Our goal is to develop methods and materials for imaging-based characterization of molecular signatures that occur during cellular proliferation, differentiation and internalization, in order to provide quantitative and reliable information regarding disease state from histopathology, and regarding cellular differentiation state in regenerative medicine.
Imaging and image analysis are used ubiquitously in biological and biomedical research. One of the great advantages of imaging is its intuitive information content; much can be learned from just a glance at the data. On the other hand, these data generally contain a very large amount of untapped information. For example, characterization of spatial phenotype heterogeneity in cells on a tissue scaffold is a critical question in tissue engineering, histopathology, and basic systems biology. However, there is currently no way to obtain such information short of using destructive and very labor intensive approaches.
We are developing imaging based methods to characterize cells and tissues in minimally or non- invasive formats which maintain high spatial and temporal resolution. This requires the development of high specificity probes capable of identifying specific signaling events and quantitative imaging methods which capture cell responses and response heterogeneity. We are also developing functional materials that induce specific cellular behavior, and that can be used as reference materials against which to calibrate our methods.
We are a core member of the Integrated Technology Resource for Polymeric Biomaterials, an NIH-funded national research resource located within the New Jersey Center of Biomaterials.
The Bioimaging Project is collaborating with the University of Nebraska Medical Center to measure the molecular signatures and cell population heterogeneity in follicular thyroid cancer lesions using in situ hybridization of DNA-derivatized quantum dots and automated fluorescence microscopy. We anticipate the findings will lead to more accurate clinical diagnosis in biopsy samples.

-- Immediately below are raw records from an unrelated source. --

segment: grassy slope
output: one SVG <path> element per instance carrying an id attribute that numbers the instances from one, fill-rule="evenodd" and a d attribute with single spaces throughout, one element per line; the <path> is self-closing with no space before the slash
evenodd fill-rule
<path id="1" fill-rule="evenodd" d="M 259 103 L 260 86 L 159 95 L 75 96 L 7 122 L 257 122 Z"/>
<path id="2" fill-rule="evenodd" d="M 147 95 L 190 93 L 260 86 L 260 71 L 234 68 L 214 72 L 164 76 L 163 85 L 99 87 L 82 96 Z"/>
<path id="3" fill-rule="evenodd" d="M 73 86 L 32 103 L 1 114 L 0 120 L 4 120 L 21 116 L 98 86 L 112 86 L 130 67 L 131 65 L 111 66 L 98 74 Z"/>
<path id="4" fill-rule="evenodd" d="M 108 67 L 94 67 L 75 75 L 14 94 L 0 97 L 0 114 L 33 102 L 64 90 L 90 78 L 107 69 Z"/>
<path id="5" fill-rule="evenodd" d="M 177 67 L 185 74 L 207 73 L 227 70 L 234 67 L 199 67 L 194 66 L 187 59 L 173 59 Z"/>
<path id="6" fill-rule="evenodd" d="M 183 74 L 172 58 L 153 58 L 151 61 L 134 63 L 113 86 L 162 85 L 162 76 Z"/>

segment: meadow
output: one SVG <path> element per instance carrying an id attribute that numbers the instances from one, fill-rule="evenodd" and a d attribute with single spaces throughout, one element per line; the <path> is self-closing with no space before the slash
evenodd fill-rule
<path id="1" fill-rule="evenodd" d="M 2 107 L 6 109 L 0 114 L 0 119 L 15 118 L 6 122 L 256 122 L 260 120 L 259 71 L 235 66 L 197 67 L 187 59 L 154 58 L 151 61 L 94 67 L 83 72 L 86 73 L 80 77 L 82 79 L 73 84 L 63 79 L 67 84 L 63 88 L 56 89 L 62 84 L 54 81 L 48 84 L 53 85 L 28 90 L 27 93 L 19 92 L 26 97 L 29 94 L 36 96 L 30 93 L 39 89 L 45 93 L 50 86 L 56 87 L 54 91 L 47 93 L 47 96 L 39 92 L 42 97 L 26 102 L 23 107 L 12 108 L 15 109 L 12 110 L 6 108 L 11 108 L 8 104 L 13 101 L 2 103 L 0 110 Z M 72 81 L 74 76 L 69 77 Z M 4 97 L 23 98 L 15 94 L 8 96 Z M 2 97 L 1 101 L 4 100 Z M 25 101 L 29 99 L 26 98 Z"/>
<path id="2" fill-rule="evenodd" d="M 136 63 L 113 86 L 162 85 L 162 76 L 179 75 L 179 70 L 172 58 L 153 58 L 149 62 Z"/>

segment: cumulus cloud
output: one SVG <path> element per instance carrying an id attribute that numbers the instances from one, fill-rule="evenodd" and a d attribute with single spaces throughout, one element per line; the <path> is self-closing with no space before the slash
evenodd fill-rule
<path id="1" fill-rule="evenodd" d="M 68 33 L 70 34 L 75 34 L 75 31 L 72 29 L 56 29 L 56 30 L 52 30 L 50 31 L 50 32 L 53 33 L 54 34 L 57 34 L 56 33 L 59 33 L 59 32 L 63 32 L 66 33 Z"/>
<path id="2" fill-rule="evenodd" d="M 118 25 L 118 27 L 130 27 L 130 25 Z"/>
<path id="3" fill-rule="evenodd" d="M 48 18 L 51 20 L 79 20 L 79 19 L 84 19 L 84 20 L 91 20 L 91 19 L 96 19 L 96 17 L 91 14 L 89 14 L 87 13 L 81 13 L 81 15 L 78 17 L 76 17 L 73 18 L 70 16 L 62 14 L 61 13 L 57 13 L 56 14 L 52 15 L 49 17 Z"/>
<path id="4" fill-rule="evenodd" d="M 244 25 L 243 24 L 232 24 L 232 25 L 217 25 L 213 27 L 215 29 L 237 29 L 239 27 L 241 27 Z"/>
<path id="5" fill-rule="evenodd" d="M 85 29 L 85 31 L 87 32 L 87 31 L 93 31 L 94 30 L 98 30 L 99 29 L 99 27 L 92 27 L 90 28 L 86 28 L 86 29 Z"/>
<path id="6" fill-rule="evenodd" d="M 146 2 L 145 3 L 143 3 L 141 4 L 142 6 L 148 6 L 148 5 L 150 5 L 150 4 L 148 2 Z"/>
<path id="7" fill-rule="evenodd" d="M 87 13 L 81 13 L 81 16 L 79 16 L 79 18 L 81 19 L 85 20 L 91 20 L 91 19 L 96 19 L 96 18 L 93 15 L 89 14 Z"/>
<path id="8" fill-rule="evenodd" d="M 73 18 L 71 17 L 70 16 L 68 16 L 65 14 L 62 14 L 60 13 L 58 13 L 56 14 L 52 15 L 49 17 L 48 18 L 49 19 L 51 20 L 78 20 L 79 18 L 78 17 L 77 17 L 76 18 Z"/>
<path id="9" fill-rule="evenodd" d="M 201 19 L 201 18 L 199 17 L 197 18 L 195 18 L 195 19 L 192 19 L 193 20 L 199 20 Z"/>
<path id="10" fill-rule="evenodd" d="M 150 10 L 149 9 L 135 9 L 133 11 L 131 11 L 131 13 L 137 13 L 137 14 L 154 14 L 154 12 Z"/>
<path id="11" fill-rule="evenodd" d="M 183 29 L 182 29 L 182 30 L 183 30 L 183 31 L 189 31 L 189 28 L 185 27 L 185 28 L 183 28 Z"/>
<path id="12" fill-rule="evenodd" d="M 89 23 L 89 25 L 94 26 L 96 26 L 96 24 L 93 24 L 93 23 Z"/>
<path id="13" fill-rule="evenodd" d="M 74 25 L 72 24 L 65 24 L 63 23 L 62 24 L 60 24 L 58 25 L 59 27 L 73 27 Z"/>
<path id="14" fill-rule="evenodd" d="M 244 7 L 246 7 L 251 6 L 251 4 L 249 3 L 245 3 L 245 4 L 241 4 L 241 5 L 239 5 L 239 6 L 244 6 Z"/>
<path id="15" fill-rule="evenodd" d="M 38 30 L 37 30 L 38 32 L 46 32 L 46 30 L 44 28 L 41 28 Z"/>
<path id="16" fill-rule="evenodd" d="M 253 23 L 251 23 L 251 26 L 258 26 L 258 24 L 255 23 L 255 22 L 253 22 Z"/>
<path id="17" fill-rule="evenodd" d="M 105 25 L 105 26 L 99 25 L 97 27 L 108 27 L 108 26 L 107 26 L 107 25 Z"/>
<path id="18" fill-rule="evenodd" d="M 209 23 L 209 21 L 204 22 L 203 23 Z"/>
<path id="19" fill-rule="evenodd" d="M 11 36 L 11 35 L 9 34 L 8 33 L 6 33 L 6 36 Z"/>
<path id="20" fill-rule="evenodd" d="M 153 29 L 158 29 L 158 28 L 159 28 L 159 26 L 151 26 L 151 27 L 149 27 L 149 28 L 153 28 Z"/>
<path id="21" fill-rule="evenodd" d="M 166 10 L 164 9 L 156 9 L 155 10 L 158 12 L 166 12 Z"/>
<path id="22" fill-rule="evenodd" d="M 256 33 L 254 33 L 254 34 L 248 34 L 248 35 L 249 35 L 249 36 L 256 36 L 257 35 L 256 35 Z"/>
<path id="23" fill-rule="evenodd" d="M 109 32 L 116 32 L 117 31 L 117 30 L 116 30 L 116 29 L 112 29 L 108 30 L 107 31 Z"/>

Label Free Imaging via CARS Microscopy
We were the first to demonstrate a broadband (3000 wavenumbers) CARS microscope, and have now designed and implemented a second generation broadband CARS microscope with significantly increased capabilities and sensitivity. This method uses two input light pulses to read out vibrational susceptibility of a sample, and possesses the inherent chemical sensitivity required to spatially map cell phenotype noninvasively. The presence of a nonresonant background (NRB) generally obscures the weak vibrational peaks found in the fingerprint region (500 to 1800) wavenumbers, and has made the fingerprint region unavailable to CARS for cell phenotyping. We have recently developed experimental and numerical approaches to overcome the NRB roadblock.
Universal Gradient Substrates
Using "click" chemistry, we have designed a universal gradient substrate to which any azide-derivatized molecule can be attached. Using this method we have generated biomimetic RGD surfaces with 2 to 3 orders of magnitute variation in peptide concentration. The controlled variation of ligand density is critical to identifying specific receptors that guide cell-function, including adhesion.
Ligand Generation via Combinatorial Phage Display
Biological selection techniques (e.g., phage display, cell surface display, etc.) have recently been applied to material targets yielding "engineered peptides" that bind strongly and specifically to a range of different metal, semiconductor, oxide, and biomineral surfaces. We have been using this approach to bind hydroxyapatite, genetically engineered silks and tyrosine derived polycarbonates.
DNA-derivatized Quantum Dots for In Situ Hybridization
Minimally invasive methods of identifying human disease states in situ and in vivo are of critical importance to early detection efforts, therapeutic intervention efficacy and increasing patient survival rates. These efforts however rely on robust and highly specific biomarkers which are both reliable and accessible to clinicians. We have developed a scalable, reproducible method for synthesizing high-quality optical probes thathave been derivatized with DNA-based aptamers targeted to mRNA signatures in cells via in situ hybridization methods.